MG/HS: Urteil gegen Hückelhovener Brandstifter

Posted on 30. Januar 2014 von


MÖNCHENGLADBACH/KREIS HEINSBERG –  Am heutigen Donnerstag endete der vierte Verhandlungstag gegen den Hauptangeklagten Dominik S. wegen eines Brandanschlags am 6. Mai 2013 in Hückelhoven (Kreis Heinsberg, nrwrex berichtete) mit der Urteilsverkündung. Das Landgericht Mönchengladbach folgte in seinem Urteil den vier Anklagepunkten  – versuchter Mord, versuchte schwere Brandstiftung, Sachbeschädigung und gemeinschaftlicher Verstoß gegen das Waffengesetz – sowie der Forderung der Staatsanwaltschaft und verurteilte den heute 23-Jährigen zu einer fünfeinhalbjährigen Haftstrafe.  Das Urteil ist noch nicht rechtskräftig.

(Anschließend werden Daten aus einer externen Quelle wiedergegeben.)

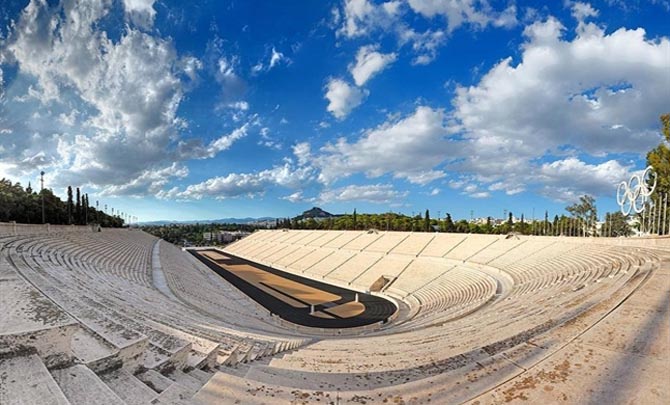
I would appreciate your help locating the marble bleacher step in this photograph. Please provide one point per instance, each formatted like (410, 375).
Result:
(156, 358)
(82, 386)
(128, 387)
(175, 394)
(155, 380)
(129, 343)
(94, 352)
(185, 380)
(197, 359)
(26, 380)
(201, 375)
(31, 321)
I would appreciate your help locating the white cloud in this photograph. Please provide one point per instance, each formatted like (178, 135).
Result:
(569, 178)
(424, 45)
(151, 181)
(369, 62)
(276, 58)
(294, 198)
(140, 12)
(342, 97)
(582, 11)
(362, 17)
(194, 149)
(374, 193)
(244, 184)
(409, 148)
(116, 99)
(562, 93)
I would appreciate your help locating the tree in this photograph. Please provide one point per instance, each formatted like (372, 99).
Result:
(70, 205)
(77, 208)
(585, 212)
(659, 158)
(616, 225)
(449, 223)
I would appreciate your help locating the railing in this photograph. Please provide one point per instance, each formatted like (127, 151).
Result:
(14, 229)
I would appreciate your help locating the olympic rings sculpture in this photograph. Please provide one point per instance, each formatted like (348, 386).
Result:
(634, 194)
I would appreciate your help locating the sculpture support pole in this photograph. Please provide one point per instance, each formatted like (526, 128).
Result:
(665, 216)
(658, 215)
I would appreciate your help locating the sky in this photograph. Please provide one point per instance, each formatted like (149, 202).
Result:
(211, 109)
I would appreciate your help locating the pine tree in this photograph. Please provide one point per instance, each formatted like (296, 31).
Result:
(449, 223)
(77, 208)
(70, 205)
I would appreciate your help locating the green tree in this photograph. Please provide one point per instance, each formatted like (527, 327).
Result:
(616, 225)
(585, 213)
(70, 205)
(449, 223)
(77, 209)
(659, 158)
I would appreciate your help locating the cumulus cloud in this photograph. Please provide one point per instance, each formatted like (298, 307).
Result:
(474, 12)
(194, 148)
(424, 44)
(276, 58)
(343, 97)
(563, 93)
(362, 17)
(408, 148)
(567, 179)
(126, 92)
(140, 12)
(374, 193)
(235, 185)
(369, 62)
(582, 11)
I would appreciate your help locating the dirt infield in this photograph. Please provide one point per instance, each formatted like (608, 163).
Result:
(297, 299)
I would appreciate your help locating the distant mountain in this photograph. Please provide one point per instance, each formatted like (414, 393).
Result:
(316, 213)
(243, 221)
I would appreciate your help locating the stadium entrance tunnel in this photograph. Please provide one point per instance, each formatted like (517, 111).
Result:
(298, 299)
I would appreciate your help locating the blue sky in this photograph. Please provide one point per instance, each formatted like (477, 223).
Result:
(210, 109)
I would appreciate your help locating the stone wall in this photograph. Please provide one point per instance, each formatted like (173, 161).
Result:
(12, 228)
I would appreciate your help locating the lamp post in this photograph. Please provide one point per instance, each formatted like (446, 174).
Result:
(42, 193)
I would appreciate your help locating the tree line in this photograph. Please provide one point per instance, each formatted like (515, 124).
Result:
(581, 222)
(24, 205)
(182, 234)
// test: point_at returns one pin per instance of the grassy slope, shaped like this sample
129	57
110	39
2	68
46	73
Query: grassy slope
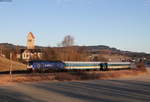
5	65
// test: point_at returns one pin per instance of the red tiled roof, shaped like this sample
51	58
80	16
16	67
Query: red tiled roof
32	35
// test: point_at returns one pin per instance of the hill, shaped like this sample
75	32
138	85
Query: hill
5	65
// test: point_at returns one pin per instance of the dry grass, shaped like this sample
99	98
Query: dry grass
70	76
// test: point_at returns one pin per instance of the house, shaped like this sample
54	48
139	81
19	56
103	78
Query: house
30	52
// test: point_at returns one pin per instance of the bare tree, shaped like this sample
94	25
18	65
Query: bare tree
68	41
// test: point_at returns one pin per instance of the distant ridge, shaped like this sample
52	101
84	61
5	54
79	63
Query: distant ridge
91	49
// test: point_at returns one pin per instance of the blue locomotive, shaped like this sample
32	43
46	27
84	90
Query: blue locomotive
76	65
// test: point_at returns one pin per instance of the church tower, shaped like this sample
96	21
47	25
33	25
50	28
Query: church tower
30	41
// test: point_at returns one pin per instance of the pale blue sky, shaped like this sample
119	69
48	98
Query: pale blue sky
124	24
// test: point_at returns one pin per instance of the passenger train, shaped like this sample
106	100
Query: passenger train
76	65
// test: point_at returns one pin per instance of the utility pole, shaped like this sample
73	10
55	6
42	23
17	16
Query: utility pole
10	69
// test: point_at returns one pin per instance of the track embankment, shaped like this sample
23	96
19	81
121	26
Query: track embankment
71	76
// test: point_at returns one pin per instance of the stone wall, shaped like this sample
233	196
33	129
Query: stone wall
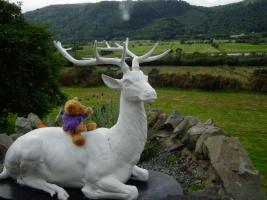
216	163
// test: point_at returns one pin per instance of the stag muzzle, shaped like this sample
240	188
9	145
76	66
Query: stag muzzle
149	96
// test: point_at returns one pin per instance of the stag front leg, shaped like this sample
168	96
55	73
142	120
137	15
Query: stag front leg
41	184
110	188
140	174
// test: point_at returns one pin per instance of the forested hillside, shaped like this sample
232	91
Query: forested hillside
150	19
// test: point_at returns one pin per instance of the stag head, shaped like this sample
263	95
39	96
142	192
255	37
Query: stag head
134	84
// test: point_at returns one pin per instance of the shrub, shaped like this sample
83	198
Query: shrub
29	65
7	123
258	80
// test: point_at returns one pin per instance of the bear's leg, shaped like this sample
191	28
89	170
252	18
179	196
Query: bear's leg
77	138
91	126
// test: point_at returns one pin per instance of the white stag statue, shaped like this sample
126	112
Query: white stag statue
46	159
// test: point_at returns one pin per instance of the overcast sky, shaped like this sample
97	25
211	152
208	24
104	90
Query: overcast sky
34	4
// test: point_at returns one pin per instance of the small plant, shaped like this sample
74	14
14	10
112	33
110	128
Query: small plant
149	152
171	160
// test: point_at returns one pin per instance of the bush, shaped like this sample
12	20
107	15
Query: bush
29	65
258	80
7	123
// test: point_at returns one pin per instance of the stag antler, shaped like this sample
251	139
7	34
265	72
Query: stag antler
136	59
97	60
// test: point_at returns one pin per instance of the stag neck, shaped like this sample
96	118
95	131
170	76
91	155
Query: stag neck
129	134
132	114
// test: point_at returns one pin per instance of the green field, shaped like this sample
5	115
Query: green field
240	114
239	73
141	47
242	47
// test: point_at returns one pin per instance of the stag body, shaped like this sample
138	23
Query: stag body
45	158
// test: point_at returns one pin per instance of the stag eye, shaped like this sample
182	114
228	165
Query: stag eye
127	83
146	78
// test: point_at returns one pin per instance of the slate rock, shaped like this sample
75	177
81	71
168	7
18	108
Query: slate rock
233	166
159	187
152	116
160	121
23	125
192	135
185	124
5	142
172	121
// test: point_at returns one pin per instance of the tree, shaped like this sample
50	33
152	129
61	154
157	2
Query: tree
29	65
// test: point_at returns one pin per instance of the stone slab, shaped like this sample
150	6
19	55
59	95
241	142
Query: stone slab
159	187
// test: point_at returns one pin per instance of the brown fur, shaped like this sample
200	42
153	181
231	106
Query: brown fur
74	107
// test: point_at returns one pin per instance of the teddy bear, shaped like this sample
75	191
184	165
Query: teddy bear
74	114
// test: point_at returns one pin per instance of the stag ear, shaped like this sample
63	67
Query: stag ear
111	82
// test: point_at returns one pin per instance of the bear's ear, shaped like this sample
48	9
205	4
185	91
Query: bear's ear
111	82
76	98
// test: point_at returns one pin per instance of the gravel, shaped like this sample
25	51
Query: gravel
175	165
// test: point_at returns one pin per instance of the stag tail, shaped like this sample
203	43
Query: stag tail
4	174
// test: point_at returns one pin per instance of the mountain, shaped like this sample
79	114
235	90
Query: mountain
157	19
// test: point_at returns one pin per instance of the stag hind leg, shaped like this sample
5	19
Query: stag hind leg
110	188
29	161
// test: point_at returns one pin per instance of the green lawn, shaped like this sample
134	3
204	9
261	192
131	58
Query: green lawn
240	114
242	47
141	47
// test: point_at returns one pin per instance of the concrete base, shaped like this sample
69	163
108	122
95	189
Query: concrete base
159	187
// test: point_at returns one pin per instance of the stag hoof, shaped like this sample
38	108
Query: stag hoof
62	195
133	193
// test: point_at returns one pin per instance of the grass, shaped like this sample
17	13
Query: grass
141	47
240	114
239	73
242	47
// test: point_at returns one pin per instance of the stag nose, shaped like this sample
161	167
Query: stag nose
151	93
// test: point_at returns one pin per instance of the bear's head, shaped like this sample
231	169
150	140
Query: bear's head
74	107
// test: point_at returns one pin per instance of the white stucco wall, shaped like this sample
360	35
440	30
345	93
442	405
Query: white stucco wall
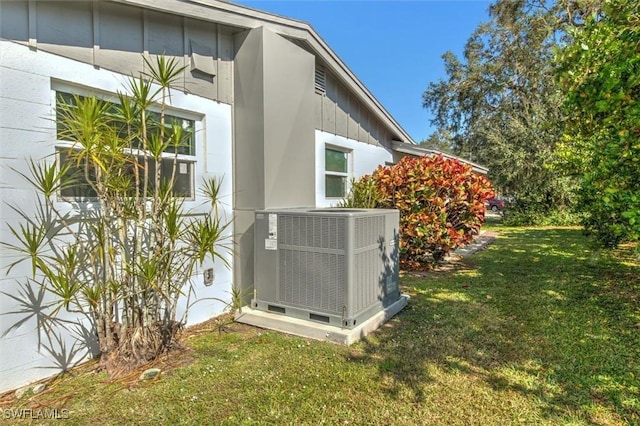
363	159
27	129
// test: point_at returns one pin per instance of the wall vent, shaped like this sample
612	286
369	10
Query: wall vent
321	81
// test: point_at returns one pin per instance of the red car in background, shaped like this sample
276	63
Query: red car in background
496	204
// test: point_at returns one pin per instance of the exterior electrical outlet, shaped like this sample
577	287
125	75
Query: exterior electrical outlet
333	266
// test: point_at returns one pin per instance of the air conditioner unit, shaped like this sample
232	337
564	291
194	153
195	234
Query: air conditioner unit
334	266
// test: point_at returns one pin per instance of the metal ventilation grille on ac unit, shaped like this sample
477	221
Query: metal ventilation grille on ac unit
312	261
337	266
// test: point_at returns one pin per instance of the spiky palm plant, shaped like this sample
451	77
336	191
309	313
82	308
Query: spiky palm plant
127	262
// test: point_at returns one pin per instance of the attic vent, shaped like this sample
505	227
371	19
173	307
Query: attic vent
321	82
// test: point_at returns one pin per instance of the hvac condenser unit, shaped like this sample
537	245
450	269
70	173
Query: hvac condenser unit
334	266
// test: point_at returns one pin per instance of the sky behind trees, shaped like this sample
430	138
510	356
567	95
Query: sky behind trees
393	47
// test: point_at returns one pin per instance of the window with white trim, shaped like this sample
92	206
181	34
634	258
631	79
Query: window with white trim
177	161
336	165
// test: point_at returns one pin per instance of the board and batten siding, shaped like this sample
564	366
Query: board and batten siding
341	113
114	37
28	80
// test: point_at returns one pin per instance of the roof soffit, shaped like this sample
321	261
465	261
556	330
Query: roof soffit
242	17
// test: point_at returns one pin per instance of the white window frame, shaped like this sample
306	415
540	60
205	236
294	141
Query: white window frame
110	97
346	175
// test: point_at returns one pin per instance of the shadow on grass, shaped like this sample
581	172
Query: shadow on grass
539	313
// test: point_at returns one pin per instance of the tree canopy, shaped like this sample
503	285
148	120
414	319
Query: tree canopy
545	95
599	73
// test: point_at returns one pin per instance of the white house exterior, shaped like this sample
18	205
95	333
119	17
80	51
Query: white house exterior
269	99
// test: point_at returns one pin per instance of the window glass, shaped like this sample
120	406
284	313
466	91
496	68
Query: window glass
184	170
336	172
188	140
335	161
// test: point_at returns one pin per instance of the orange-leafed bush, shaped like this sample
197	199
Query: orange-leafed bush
441	202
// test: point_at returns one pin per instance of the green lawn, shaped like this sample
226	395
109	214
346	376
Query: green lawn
536	329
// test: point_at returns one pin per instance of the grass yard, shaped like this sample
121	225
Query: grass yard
536	329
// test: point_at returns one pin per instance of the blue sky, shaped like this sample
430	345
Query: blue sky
393	47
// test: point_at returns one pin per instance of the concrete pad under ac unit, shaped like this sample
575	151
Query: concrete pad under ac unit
316	330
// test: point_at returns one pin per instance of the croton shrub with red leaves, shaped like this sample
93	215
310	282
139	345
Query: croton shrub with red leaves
441	202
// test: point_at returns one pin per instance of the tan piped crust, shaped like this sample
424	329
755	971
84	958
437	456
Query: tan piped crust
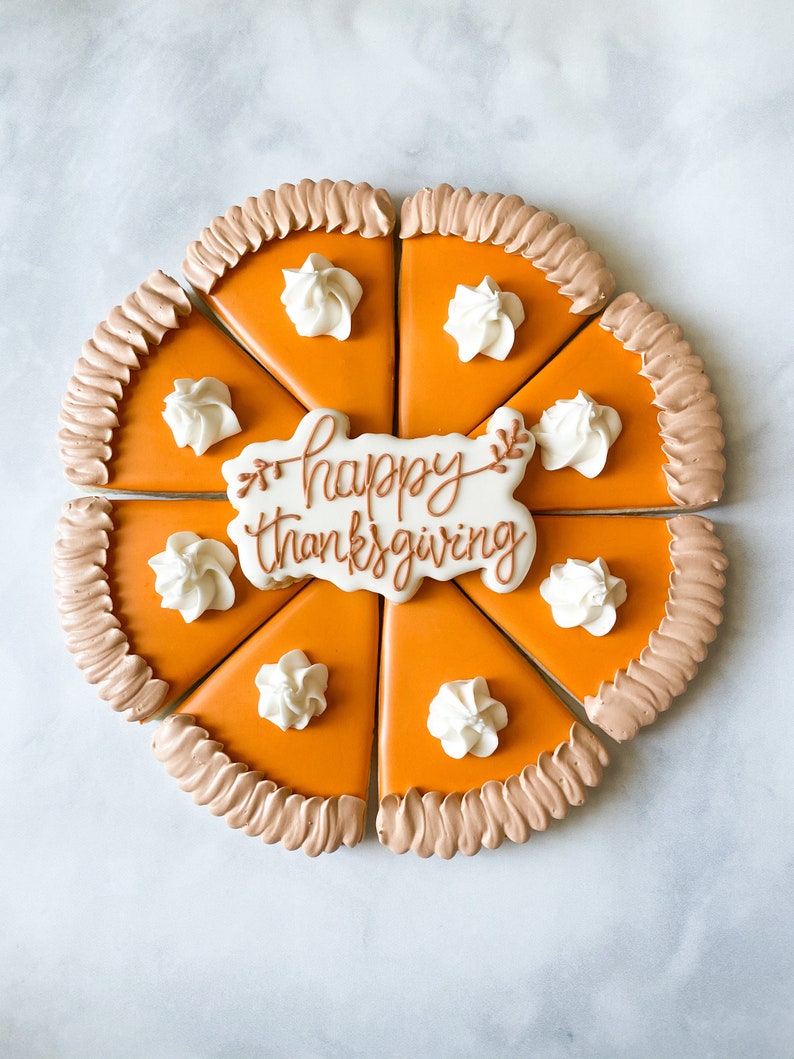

Aufgrund des massiven Drogen- und Alkoholkonsums und wiederholter damit zusammenhängender Gewalttaten des Angeklagten – so auch am 6. Mai – ordnete das Gericht eine Unterbringung im Maßregelvollzug an. Somit kann der Verurteilte bei positivem Verlauf seiner Therapie auf eine Entlassung auf Bewährung in etwas mehr als zweieinhalb Jahren hoffen.

Motivsuche

Unklar blieb nach Auffassung des Gerichts das Motiv für den Molotowcocktail-Anschlag auf den von einer türkischstämmigen Familie betriebenen Kiosk im Ortsteil Ratheim. Die Nebenklage legte während des Prozesses zwar neues Beweismaterial in Form einer Dominik S. anzulastenden rassistischen Äußerung auf der Facebook-Seite des Angeklagten vor, deren Urheberschaft konnte diesem aber letztendlich nicht nachgewiesen werden. Seine teilweise neonazistischen Facebook-Freunde will er erst garnicht gekannt haben. Letztendlich blieb ungeklärt, warum am Tag der Eröffnung des Münchner NSU-Prozesses ein rechts eingestellter junger glatzköpfiger Mann im Alkohol- und Drogenrausch gemeinsam mit anderen Cliquenmitgliedern einen Brandsatz bastelte und diesen gegen den Kiosk einer migrantischen Familie warf.